そのプロローグの終章を飾る、天地を揺るがす大事件。

序章は終わったのだと高らかに告げる。

ここを分水嶺として、政治的にも、また関わる人々の人生そのものも大きく動いていく事件。

 

自分はこの感想部屋で、この事件を軸として山場へ持ってこれるように、この政変そのものについては言及を避けてきた。また、この事件への伏線や今後の展開についても明言しないことにしていた。藤原義懐一派の専横ぶりが際立ち、「このようなことはおかしい」という実資の憤りがより鮮明に感じられる筋書きだったため、自分も感想を考えながらこの政変まではじっと息を潜めて耐えようと思ったので。

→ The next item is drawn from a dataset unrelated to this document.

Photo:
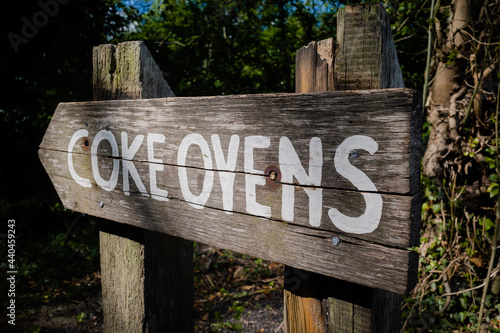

これまで9回にわたって語られてきた喜怒哀楽の物語はすべてこの政変へ収束するように、ドラマの脚本もそこへ一気にスポットライトを当てるように語られてきている。

 

だが長年与えられた位階に甘んじて、誰よりも耐え忍んできたのは他でもない兼家だ。

安部晴明と謀って花山天皇を陥れ、失脚の憂き目に遇わせて力づくで自分の血筋の孫である懐仁親王を帝位につけようとする兼家。

このなりふり構わぬ振舞に顔色も変えず淡々と従う安部晴明に品格が感じられないのはいうまでもないが。そもそも貴族の生活から行動まで全て陰陽の占いにより決まっていた時代、陰陽師が意図的に政治に関わっていたのではあまりにも不公平、かつ政治にクリーンさがなくなるではないか???

……クリーンな政治?

そのような単語はこの時代の辞書には存在しない。

生き馬の目を抜くような政争の世界で、一瞬でも気を抜けば、誰かに心を許せば出し抜かれて葬られる過酷な時代。

友情とか協調とかいう概念はないのだ。

兼家がどんなに苦難の道を歩んできたか家系図を見ればわかろうというものだ。

 

 

兼家はそもそも三男坊であった。長兄の伊尹、兼通を長い政争の末に打ち破り(という表現が一番しっくりくる)、やっとのことで右大臣の座に就いた。

その様はまさに臥薪嘗胆がしんしょうたん

参照:臥薪嘗胆 - Wikipedia 
屈辱を忘れないようにする、復讐を成功するために苦労に耐えること。仇を報いたり、目的を成し遂げたりするために、艱難辛苦をすること。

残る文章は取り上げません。